- Folha de S. Paulo
Enquanto Bolsonaro disparava desatinos, Macron informava os franceses
No último domingo, milhões de brasileiros estavam preocupados com as consequências do coronavírus para suas vidas: onde deixar os filhos pequenos e como alimentá-los, agora que as escolas começam a fechar; como proteger os idosos da família; como evitar o contágio no aperto do transporte coletivo; o que vai acontecer com o meu emprego, o meu bico, o meu pequeno negócio ou com a minha empresa quando a economia parar.
Todas essas inquietações passaram longe do Palácio do Planalto, de onde o presidente, desprezando todas as recomendações das autoridades sanitárias, saiu para confraternizar com a minoria fanática que, a seu chamado, bradava contra o Congresso e o Judiciário. Se dúvida ainda restava sobre a incurável incapacidade de Bolsonaro de exercer a função, foi enterrada com a sua aparição diante dos manifestantes e, mais tarde, na entrevista dada à CNN, que inaugurava a sua sucursal brasileira.
Em tempos normais, a democracia até que suporta governantes medíocres, pois, como ensinou o pensador italiano Norberto Bobbio (1909-2004), ela é a expressão consumada do governo das leis, e não do governo dos homens. Mas, quando os tempos são de crise, líderes democráticos são fundamentais para criar solidariedade entre as pessoas, mobilizar o país e decidir políticas.
Alguns, contra todas as previsões, se revelam sob a adversidade. Foi o que ocorreu na semana passada com o presidente da França, Emmanuel Macron. Enquanto Bolsonaro disparava desatinos a torto e a direito, começando por desdenhar do impacto da virose, seu homólogo gaulês dirigiu-se à nação.
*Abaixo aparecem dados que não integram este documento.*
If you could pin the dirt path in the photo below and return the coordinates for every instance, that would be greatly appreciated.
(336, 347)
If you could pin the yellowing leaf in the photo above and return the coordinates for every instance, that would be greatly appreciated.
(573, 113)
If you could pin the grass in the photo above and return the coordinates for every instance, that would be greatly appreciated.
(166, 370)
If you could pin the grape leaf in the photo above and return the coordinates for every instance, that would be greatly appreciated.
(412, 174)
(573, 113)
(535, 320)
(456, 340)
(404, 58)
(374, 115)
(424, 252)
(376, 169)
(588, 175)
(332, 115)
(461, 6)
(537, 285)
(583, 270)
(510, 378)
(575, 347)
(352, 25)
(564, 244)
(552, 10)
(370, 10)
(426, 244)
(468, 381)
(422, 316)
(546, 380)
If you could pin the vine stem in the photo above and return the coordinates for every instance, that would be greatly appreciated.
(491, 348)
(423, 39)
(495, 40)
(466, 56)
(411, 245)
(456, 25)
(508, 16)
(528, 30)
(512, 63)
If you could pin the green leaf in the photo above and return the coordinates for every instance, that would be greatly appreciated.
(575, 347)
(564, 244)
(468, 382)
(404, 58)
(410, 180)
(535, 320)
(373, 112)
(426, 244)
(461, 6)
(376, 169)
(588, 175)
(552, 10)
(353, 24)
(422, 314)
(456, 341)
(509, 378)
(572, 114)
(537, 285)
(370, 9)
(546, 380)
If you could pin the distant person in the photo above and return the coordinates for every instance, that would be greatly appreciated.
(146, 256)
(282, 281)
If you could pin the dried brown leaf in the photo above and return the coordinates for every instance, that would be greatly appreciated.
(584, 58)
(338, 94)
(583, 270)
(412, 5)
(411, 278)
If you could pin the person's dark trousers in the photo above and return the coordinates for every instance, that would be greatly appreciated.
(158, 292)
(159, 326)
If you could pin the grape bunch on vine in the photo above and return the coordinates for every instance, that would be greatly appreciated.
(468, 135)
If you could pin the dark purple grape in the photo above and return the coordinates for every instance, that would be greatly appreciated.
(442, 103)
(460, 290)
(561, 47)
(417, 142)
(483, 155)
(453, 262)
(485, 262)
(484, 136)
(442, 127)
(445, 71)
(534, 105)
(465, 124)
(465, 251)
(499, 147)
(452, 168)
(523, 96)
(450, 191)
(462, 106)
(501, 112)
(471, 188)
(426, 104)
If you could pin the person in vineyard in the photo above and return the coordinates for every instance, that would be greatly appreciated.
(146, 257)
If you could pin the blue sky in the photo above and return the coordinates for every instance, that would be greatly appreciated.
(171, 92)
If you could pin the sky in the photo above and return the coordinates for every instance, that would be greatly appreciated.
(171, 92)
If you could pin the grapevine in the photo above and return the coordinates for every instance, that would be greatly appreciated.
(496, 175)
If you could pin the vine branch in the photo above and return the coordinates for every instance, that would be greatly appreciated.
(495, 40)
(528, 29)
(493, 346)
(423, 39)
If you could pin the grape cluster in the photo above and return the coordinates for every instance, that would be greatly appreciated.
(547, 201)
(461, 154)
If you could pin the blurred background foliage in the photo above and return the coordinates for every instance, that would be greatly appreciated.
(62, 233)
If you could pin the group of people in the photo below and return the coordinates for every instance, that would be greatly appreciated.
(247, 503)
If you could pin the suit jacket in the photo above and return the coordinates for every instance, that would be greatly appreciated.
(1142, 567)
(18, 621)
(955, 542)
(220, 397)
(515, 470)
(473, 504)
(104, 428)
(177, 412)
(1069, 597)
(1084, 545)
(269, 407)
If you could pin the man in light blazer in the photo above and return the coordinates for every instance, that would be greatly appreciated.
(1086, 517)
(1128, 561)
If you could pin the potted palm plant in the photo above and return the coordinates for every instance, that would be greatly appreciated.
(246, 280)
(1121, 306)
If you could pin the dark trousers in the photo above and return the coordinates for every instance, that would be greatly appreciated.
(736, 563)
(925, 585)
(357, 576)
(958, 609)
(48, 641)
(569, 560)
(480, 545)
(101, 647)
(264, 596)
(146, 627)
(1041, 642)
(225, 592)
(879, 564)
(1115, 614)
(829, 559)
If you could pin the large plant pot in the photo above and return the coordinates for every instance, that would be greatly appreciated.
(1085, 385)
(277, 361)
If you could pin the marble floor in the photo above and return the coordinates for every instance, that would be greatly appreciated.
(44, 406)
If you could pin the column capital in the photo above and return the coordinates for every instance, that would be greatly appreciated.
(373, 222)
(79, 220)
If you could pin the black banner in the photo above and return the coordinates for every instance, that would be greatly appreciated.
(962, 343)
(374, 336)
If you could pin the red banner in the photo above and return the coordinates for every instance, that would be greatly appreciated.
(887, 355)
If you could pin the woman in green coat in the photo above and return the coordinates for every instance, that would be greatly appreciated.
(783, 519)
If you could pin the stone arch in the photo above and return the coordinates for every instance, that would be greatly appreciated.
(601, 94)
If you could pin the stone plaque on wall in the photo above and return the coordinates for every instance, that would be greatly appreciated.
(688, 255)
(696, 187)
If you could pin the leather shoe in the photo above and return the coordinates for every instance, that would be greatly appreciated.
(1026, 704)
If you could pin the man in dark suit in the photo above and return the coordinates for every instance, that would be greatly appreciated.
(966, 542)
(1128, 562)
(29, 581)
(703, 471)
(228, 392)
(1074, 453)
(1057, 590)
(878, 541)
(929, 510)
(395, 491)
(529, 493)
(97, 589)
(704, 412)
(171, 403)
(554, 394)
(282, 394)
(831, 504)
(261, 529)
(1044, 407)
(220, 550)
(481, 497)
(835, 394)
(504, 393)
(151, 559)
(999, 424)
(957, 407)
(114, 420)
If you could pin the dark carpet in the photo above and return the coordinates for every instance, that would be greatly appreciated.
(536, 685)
Impecável, a sua fala trouxe informações objetivas sobre a gravidade do surto, reconhecimento e empatia com as angústias dos cidadãos comuns, além de detalhar um roteiro não só das medidas sanitárias já em curso como das iniciativas para sustentar a economia e atender às necessidades das pessoas. Apelou à solidariedade contra o individualismo e pelo apoio continuado ao projeto europeu contra o nacionalismo.
Mas, sobretudo, fez ardente defesa do Estado do Bem-Estar, que ali se chama Estado-Providência, lembrando que os serviços públicos de saúde não representam custos ou encargos, "mas trunfos indispensáveis quando o destino bate à porta". E ressaltou: "Essa pandemia revela que existem bens e serviços que não devem estar submetidos às leis de mercado."
O que vale para a França próspera deveria valer, com mais razão, para o Brasil pobre e desigual, pelo menos como horizonte de ação do chefe do governo. Mas o atual só tem a oferecer ódio, despreparo e ignorância.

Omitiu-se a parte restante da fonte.